This study aims to propose a combined stochastic design strategy for rotorcraft owing swept tapered anhedral (STA) rotorcraft main rotor blade (RMRB) tip geometry and autonomous rotorcraft flight control system (RFCS) for minimizing control effort.
By taking into consideration formerly specified suggestions, control-oriented and physics-based rotorcraft models and a stochastic optimization methodology are implemented to minimize the control effort of the RFCS.
By applying a combined stochastic design strategy for rotorcraft with the STA RMRB tip, there is a significantly reduced control effort compared to rotorcraft that do not implement this relevant design approach.
A combined stochastic design strategy for rotorcrafts with STA MRB tip is very useful for saving control effort.

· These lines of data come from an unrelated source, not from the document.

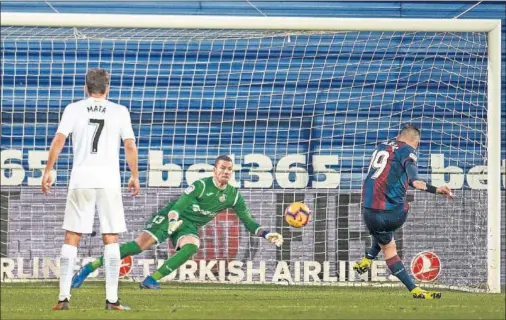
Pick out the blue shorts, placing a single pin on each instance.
(382, 224)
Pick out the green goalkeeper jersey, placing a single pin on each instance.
(202, 201)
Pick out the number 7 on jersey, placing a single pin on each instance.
(99, 125)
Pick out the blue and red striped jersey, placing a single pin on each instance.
(386, 183)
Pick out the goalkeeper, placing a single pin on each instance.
(180, 221)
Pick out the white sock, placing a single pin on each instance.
(67, 261)
(112, 261)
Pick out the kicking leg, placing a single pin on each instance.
(365, 264)
(396, 266)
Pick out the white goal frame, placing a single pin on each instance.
(491, 27)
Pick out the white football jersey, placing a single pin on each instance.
(97, 127)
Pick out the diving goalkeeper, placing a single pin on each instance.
(180, 221)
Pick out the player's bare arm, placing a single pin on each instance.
(132, 158)
(54, 151)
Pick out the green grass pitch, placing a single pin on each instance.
(226, 301)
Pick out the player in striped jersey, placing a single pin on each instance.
(392, 169)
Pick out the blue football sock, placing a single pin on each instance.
(397, 267)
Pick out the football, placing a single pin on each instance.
(297, 214)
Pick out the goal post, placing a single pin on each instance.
(388, 51)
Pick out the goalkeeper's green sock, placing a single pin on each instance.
(184, 254)
(126, 249)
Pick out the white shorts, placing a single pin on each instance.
(80, 210)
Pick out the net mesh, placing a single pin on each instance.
(300, 113)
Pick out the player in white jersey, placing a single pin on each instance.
(97, 126)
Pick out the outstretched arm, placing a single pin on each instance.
(416, 182)
(241, 209)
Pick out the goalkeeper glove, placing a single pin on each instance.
(174, 223)
(273, 237)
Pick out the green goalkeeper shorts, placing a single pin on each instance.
(158, 227)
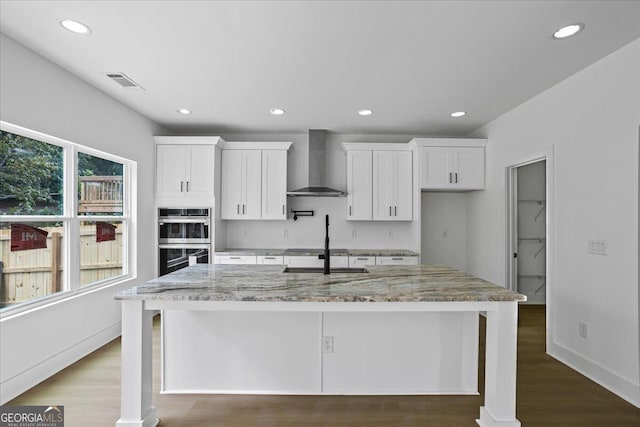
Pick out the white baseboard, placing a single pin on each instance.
(613, 382)
(31, 377)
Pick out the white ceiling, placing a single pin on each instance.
(411, 62)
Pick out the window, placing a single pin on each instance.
(63, 217)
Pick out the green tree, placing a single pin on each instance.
(30, 176)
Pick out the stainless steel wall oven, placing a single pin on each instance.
(183, 238)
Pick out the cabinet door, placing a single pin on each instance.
(383, 185)
(359, 185)
(252, 184)
(231, 185)
(435, 168)
(200, 160)
(402, 179)
(171, 161)
(274, 184)
(469, 167)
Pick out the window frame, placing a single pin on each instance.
(71, 221)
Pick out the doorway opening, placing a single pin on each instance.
(528, 230)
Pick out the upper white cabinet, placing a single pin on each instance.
(392, 185)
(359, 185)
(274, 184)
(254, 180)
(451, 164)
(185, 172)
(241, 184)
(379, 182)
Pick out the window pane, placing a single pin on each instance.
(31, 174)
(27, 273)
(100, 251)
(99, 186)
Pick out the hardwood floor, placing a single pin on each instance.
(549, 394)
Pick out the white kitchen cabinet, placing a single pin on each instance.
(359, 185)
(452, 168)
(392, 185)
(241, 179)
(270, 259)
(397, 260)
(235, 259)
(254, 180)
(274, 184)
(308, 261)
(184, 171)
(361, 261)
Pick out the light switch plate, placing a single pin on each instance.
(599, 247)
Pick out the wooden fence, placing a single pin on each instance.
(100, 194)
(30, 274)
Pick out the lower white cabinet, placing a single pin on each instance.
(314, 261)
(361, 261)
(396, 260)
(235, 259)
(270, 259)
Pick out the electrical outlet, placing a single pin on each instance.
(583, 330)
(599, 247)
(327, 344)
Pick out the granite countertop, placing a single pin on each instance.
(263, 283)
(313, 252)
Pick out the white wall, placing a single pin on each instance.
(591, 122)
(309, 231)
(444, 229)
(39, 95)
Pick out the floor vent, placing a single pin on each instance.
(124, 81)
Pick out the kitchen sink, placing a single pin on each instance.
(321, 270)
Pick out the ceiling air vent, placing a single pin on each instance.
(124, 81)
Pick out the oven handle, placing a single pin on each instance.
(200, 220)
(185, 246)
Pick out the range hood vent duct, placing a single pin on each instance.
(125, 81)
(317, 171)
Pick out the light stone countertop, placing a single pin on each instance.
(263, 283)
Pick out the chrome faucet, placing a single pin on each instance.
(327, 255)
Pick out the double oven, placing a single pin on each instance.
(184, 238)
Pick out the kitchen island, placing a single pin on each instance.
(298, 311)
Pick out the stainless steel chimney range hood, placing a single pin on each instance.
(316, 163)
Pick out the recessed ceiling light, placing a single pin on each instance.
(568, 31)
(75, 26)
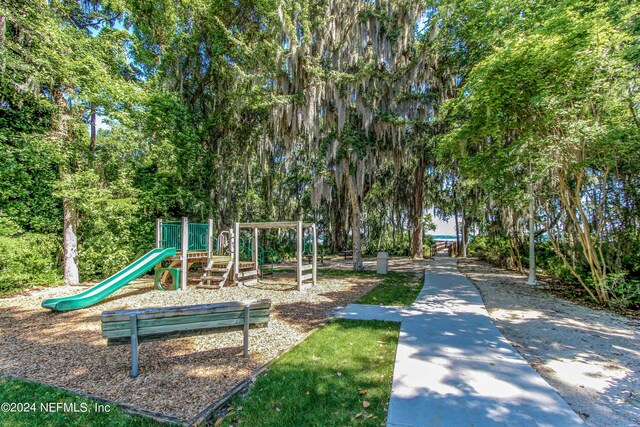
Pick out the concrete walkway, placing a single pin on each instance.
(454, 368)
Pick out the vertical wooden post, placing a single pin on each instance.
(133, 320)
(314, 270)
(236, 252)
(245, 336)
(255, 250)
(210, 239)
(299, 257)
(158, 232)
(185, 250)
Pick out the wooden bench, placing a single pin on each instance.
(318, 257)
(122, 327)
(346, 254)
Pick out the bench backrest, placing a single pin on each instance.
(166, 322)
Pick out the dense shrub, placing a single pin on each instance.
(27, 258)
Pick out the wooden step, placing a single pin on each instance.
(247, 273)
(205, 278)
(216, 270)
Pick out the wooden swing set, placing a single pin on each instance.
(222, 260)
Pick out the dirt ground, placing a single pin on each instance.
(591, 357)
(178, 377)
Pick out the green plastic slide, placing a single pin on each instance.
(105, 288)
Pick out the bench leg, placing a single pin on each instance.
(134, 345)
(245, 336)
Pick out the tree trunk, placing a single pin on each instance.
(417, 244)
(465, 235)
(93, 133)
(70, 242)
(355, 225)
(337, 232)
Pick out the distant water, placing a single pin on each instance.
(444, 237)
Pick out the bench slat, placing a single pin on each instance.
(166, 329)
(187, 310)
(184, 334)
(145, 323)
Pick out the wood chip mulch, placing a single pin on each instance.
(179, 377)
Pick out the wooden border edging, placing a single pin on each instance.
(129, 409)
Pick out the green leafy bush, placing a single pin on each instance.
(493, 250)
(27, 258)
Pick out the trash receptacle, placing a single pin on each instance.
(383, 263)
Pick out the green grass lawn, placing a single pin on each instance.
(38, 405)
(340, 376)
(396, 289)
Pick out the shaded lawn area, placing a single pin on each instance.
(45, 408)
(341, 375)
(399, 289)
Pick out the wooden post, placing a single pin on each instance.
(133, 320)
(185, 250)
(210, 239)
(236, 251)
(314, 269)
(299, 257)
(158, 232)
(245, 336)
(255, 249)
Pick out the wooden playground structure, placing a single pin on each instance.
(223, 259)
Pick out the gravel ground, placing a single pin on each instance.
(178, 377)
(591, 357)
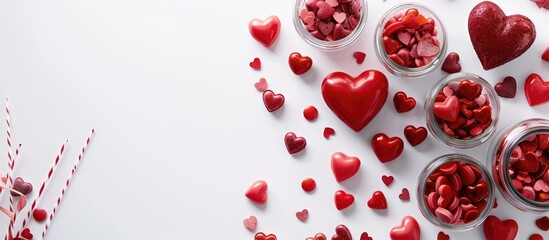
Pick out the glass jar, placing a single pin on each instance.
(501, 158)
(392, 66)
(436, 128)
(324, 44)
(481, 201)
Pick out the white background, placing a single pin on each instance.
(181, 132)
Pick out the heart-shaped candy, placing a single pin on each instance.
(408, 230)
(498, 39)
(387, 149)
(265, 32)
(355, 100)
(495, 229)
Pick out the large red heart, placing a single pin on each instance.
(387, 149)
(498, 39)
(266, 31)
(408, 230)
(495, 229)
(536, 90)
(355, 100)
(344, 166)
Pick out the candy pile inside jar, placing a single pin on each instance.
(462, 109)
(528, 167)
(456, 192)
(331, 20)
(410, 39)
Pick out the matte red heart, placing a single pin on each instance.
(343, 166)
(507, 88)
(408, 230)
(498, 39)
(343, 199)
(387, 149)
(403, 103)
(495, 229)
(299, 64)
(265, 32)
(355, 100)
(451, 63)
(414, 135)
(377, 201)
(272, 101)
(536, 90)
(257, 192)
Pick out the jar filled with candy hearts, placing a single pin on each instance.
(330, 24)
(455, 192)
(462, 110)
(519, 164)
(410, 40)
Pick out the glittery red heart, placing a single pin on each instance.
(495, 229)
(498, 39)
(355, 100)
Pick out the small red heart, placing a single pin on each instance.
(265, 32)
(507, 88)
(299, 64)
(415, 135)
(403, 103)
(343, 166)
(272, 101)
(408, 230)
(495, 229)
(377, 201)
(258, 192)
(536, 90)
(343, 199)
(451, 63)
(387, 149)
(293, 143)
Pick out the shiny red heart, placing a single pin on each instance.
(498, 39)
(377, 201)
(299, 64)
(495, 229)
(415, 135)
(272, 101)
(408, 230)
(403, 103)
(294, 143)
(258, 192)
(355, 100)
(343, 199)
(266, 31)
(343, 166)
(536, 90)
(387, 149)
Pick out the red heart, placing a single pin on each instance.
(497, 38)
(299, 64)
(507, 88)
(387, 149)
(403, 103)
(343, 199)
(356, 101)
(343, 166)
(272, 101)
(266, 31)
(377, 201)
(408, 230)
(293, 143)
(415, 135)
(495, 229)
(536, 90)
(258, 192)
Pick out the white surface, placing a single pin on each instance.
(181, 132)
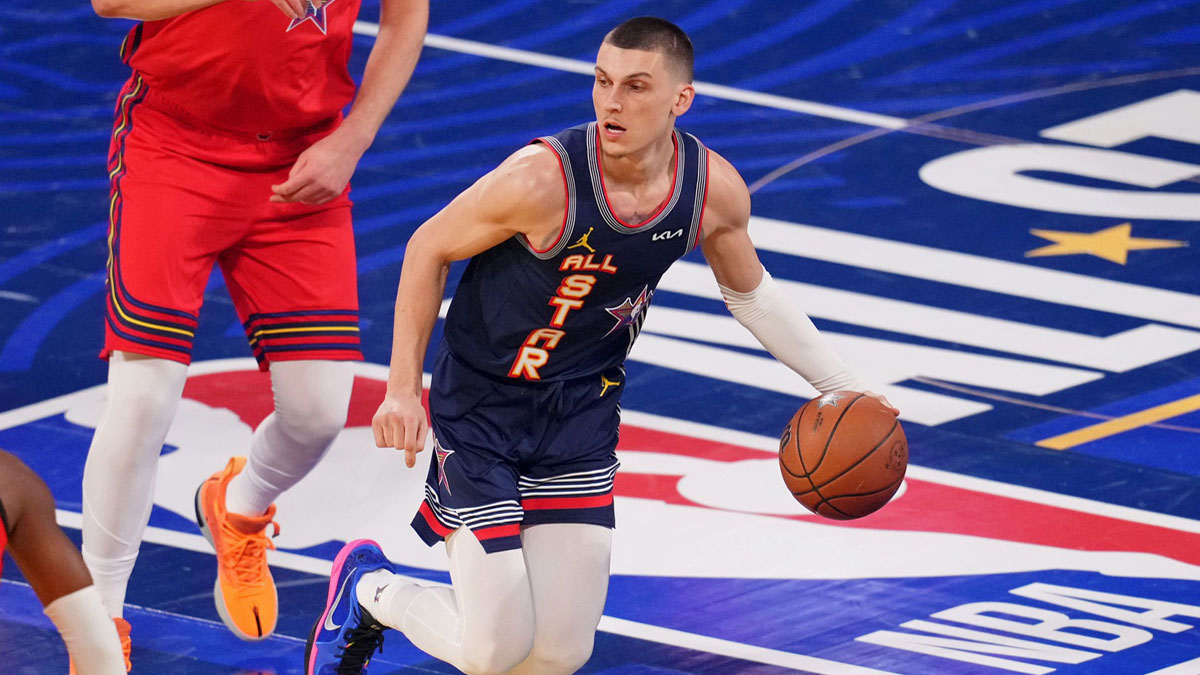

One of the essential contributions of this study is to apply a combined stochastic design strategy for finding the best geometry of the blade tip by considering blade sweep, blade taper and blade anhedral. The other substantial contribution of this study is to apply a stochastic optimization methodology for formerly declared suggestions. In this study, additionally, it is obtained that applying a combined stochastic design strategy for STA RMRB tip geometry owing rotorcraft and RFCS wastes less control effort than the one not applying this strategy. It also engenders lower energy waste and, accordingly, low carbon emissions.